Keyed Up For The Fight Against Flab
Emergent Detection is founded by Keegan Hall and fellow University of Washington MBA, Eric Fogel. Keegan, who serves as chief marketing officer, previously served at director and vice-president level positions in sales and marketing for companies such as Live Nation and Seattle Sonics. Eric Fogel, Emergent Detection‘s president and CEO, aside from his MBA also has a Masters degree in Biochemistry and previously worked as a research scientist for Amgen.
Earlier this year, Keegan and Eric had combined with two other UW business grads – Joel Gjuka and Amanda Mathes – and competed in the prestigious University of Washington Business Plan Competition. They emerged in 3rd place, after squaring off against 92 other teams from 15 different schools in the country’s northwest, which helped the company gain some early attention.
The underlying technology behind their product, reveals Keegan, was developed by Dr. Aaron Falk, a PhD physicist with over 40 patents to his credit. Essentially, Dr. Falk figured out how to take the core technology found in the spectrophometer – a large device more commonly found in laboratories to measure light intensity – and miniaturized it into a hand-held device, and then reproduce it in an inexpensive way. Eric Fogel and Dr. Falk then spent time trying to figure out the best way to utilize this technology, and examined hundreds of potential uses for the technology until they decided on the weight-loss industry.
The founders have bootstrapped all their initial milestones – spending an estimated US$186K of their own money so far – but recently secured a seed round of funding from angel investors for US$37.5K, which they are using to build advanced iterations of the BodyKey device and software. The company is also currently raising a US$500K preferred equity A round, and it plans to use this capital to fund the initial manufacturing run of its product as well as develop sales channels when it finally launches in 2011.
“One of our key challenges is raising capital during this uncertain economic time,” admits Keegan.
[Update November 2010: Emergent Detection was awarded a US$229,900 grant under the U.S. Government’s Qualifying Therapeutic Discovery Project (“QTDP”) program.]
For Eric Fogel and Keegan Hall, entrepreneurship is a passion. “There’s nothing like being on the front line and building a company from the ground up,” Keegan explains. “Every day is unique and the challenges are seemingly endless, but we wouldn’t have it any other way.” Even better, he says, is the fact that their company is involved in making a positive difference in people’s lives, by helping people lose weight and live healthier. “We are setting out to improve the lives of millions of people,” he insists.

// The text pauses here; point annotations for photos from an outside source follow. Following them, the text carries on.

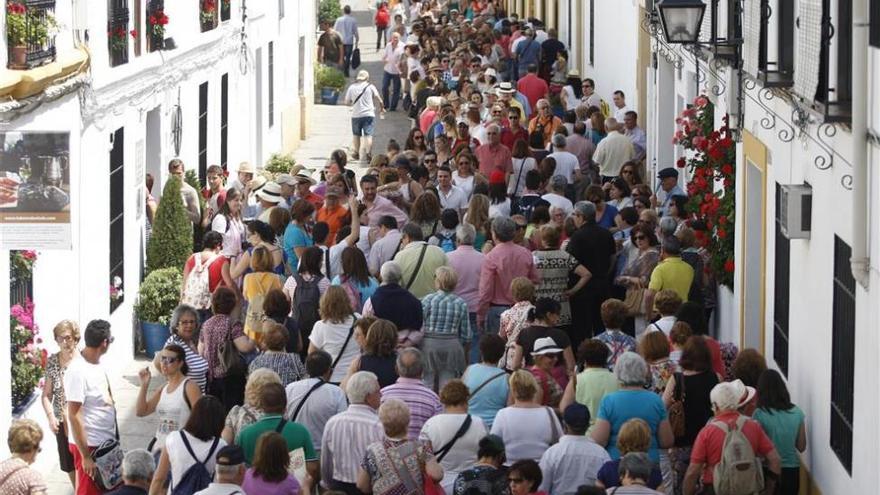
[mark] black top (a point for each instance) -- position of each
(528, 336)
(593, 246)
(697, 405)
(383, 367)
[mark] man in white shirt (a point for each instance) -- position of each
(347, 434)
(346, 26)
(613, 151)
(391, 71)
(556, 196)
(363, 97)
(90, 406)
(620, 107)
(576, 459)
(451, 196)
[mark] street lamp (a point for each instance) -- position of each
(681, 20)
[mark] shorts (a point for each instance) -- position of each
(362, 126)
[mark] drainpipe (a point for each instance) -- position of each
(860, 263)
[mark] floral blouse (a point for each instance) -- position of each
(512, 322)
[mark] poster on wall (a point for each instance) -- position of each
(35, 190)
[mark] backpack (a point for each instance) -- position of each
(197, 292)
(739, 471)
(197, 477)
(306, 300)
(536, 137)
(446, 242)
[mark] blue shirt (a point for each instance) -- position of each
(619, 407)
(491, 398)
(294, 237)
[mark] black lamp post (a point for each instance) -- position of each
(681, 20)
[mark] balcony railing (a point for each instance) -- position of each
(30, 28)
(117, 31)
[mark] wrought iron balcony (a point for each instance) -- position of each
(30, 28)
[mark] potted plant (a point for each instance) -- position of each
(329, 82)
(172, 241)
(158, 295)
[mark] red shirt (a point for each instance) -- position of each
(710, 442)
(534, 88)
(215, 271)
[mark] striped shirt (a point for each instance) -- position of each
(422, 401)
(345, 441)
(446, 314)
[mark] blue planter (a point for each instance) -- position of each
(155, 335)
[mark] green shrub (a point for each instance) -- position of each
(159, 294)
(172, 241)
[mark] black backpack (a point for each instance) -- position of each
(306, 300)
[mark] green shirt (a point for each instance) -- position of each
(295, 434)
(782, 427)
(673, 273)
(592, 385)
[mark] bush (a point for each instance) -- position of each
(172, 241)
(329, 10)
(159, 294)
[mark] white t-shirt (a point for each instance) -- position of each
(330, 337)
(525, 443)
(364, 106)
(88, 384)
(566, 164)
(440, 429)
(180, 458)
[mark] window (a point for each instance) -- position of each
(224, 120)
(271, 76)
(843, 345)
(781, 277)
(776, 67)
(203, 131)
(117, 214)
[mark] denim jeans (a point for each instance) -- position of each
(388, 80)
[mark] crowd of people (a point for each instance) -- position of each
(500, 305)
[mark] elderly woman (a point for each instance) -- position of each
(544, 427)
(515, 319)
(384, 461)
(67, 335)
(442, 428)
(275, 356)
(173, 401)
(446, 326)
(16, 475)
(555, 266)
(216, 331)
(184, 332)
(251, 411)
(635, 437)
(632, 400)
(487, 476)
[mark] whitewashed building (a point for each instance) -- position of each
(228, 81)
(804, 91)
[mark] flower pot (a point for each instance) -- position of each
(155, 335)
(18, 57)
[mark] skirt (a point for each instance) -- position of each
(443, 353)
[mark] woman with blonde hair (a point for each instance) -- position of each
(67, 335)
(251, 411)
(16, 475)
(544, 428)
(333, 334)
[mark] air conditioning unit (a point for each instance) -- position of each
(795, 210)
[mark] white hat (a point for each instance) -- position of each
(270, 192)
(545, 345)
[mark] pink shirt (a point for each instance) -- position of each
(467, 262)
(494, 155)
(505, 262)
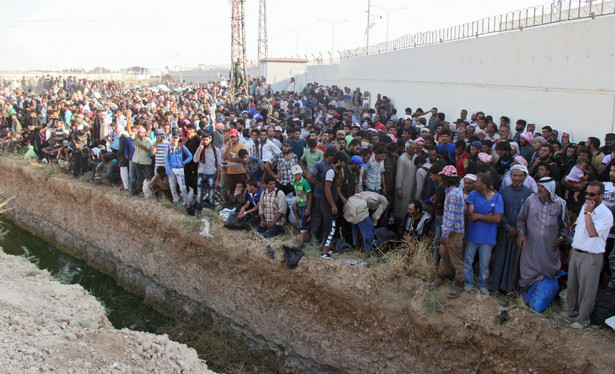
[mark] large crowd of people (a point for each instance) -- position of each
(516, 200)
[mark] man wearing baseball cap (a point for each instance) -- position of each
(177, 157)
(235, 171)
(451, 241)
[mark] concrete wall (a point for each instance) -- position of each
(203, 76)
(324, 74)
(278, 74)
(554, 75)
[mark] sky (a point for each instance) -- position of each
(63, 34)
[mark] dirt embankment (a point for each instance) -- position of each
(344, 318)
(46, 326)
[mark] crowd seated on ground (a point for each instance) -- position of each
(509, 204)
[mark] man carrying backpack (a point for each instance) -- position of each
(177, 156)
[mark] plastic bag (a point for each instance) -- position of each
(234, 223)
(542, 293)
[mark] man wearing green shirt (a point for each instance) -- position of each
(302, 207)
(142, 158)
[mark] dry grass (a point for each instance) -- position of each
(413, 258)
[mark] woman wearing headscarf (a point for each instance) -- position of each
(565, 138)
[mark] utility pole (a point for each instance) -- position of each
(388, 11)
(239, 68)
(332, 23)
(262, 36)
(369, 15)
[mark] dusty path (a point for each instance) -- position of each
(341, 317)
(47, 326)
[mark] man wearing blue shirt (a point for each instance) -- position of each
(445, 143)
(485, 209)
(177, 157)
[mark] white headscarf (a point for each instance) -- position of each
(549, 184)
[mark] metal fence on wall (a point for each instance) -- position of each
(558, 11)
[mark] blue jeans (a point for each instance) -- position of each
(268, 233)
(436, 237)
(302, 219)
(209, 180)
(366, 229)
(484, 256)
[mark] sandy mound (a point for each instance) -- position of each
(46, 326)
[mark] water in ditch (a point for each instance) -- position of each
(216, 344)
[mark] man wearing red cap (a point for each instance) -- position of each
(235, 172)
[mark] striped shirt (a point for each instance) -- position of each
(161, 153)
(452, 220)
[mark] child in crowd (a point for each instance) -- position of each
(577, 175)
(302, 207)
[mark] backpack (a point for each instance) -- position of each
(604, 306)
(182, 148)
(425, 193)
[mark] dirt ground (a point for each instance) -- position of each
(340, 316)
(46, 326)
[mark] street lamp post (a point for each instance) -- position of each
(332, 23)
(297, 40)
(387, 10)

They learned many lessons in their entrepreneurial journey, much of it related to perseverance. Believe in yourself and don’t listen to naysayers. “There are always going to be people that tell you a millions reasons why your company won’t be successful, but if you truly believe in yourself and your product then anything is possible.” They quote the words of entrepreneur and venture capitalist Guy Kawasaki, author of “The Art of the Start” and “Reality Check“. “The best reason to start an organization is to make meaning – to create a product or service to make the world a better place,” says Keegan.
“And that is exactly what we’re doing.”